This week, the dollar has been on the rise, with a prevailing trend. The weak results of last week’s US employment statistics contributed to a selling pressure on the dollar, but it appears that a period of adjustment is underway. Additionally, there has been a weakening of the yen in recent days. The USD/JPY pair has again reached the 151 yen level, causing concerns about government and Bank of Japan intervention levels.
This week is situated between last week’s US employment statistics and next week’s highly anticipated US Consumer Price Index report. As a result, market conditions are characterized by adjustments in positions, and there is a diminished level of confidence in the correlation between the dollar and US bond yields. Market participants are looking for solid fundamental factors to guide their decisions.
Central bank officials’ statements are receiving significant attention in this context. US, UK, and Eurozone central bankers acknowledge the slowing pace of inflation but unanimously agree that it is premature to discuss rate cuts. Achieving the inflation target remains a distant goal, and maintaining the current high-interest rate environment is a top priority.
In contrast, the Bank of Japan, under Governor Kuroda, continues to maintain its accommodative stance. The adjustments to Yield Curve Control (YCC) are perceived as fine-tuning to sustain the easing policy. Although there have been some indications of a potential easing of the easing policy in the near future, the market has not let up on selling the yen. It was recently revealed that there was no foreign exchange intervention last month, and the rapid yen movement was attributed to market jitters. However, given the potential risks, it’s wise to remain prepared for periods of yen volatility.

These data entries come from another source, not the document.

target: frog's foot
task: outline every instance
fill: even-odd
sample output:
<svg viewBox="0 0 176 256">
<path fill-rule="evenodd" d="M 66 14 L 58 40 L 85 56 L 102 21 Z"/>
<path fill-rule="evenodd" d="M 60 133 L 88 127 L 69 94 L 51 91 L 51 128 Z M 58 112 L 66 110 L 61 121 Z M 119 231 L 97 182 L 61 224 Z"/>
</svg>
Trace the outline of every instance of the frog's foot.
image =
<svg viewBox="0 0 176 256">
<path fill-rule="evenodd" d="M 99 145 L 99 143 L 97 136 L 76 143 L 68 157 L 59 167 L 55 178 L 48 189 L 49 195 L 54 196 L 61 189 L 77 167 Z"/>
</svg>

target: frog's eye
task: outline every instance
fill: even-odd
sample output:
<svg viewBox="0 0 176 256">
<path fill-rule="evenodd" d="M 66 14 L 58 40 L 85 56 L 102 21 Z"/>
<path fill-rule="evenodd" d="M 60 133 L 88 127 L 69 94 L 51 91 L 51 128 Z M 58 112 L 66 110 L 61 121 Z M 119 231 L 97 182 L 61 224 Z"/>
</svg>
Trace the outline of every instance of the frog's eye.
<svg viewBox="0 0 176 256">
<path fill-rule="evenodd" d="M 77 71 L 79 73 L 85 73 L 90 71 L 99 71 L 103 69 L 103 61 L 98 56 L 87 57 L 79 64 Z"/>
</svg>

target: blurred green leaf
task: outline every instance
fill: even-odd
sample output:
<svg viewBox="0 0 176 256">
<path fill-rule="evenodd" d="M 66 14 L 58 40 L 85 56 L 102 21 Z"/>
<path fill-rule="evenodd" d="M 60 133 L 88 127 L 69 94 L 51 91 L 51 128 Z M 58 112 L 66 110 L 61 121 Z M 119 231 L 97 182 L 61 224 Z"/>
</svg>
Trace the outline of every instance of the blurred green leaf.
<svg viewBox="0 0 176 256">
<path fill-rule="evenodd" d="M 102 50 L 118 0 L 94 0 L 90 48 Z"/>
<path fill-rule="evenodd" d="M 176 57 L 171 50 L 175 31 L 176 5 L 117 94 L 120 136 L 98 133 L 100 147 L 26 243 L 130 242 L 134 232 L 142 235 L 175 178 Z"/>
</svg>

Regarding economic indicators scheduled for release in the international markets ahead, we have South African Manufacturing Production for September, Mexico’s Consumer Price Index for October, US Initial Jobless Claims for the period from October 29 to November 4, and the Bank of Mexico’s Policy Interest Rate decision for November, among others. Unless US Initial Jobless Claims significantly deviate from market expectations, their impact on the market is likely to be relatively limited. Market consensus is around 218,000 claims, similar to the previous figure of 217,000.
The strategy continues to be to sell the USD. Currencies like GBP and NZD have gained strength, making GBP/USD and NZD/USD pairs worth watching. Additionally, Bitcoin remains a focus of interest.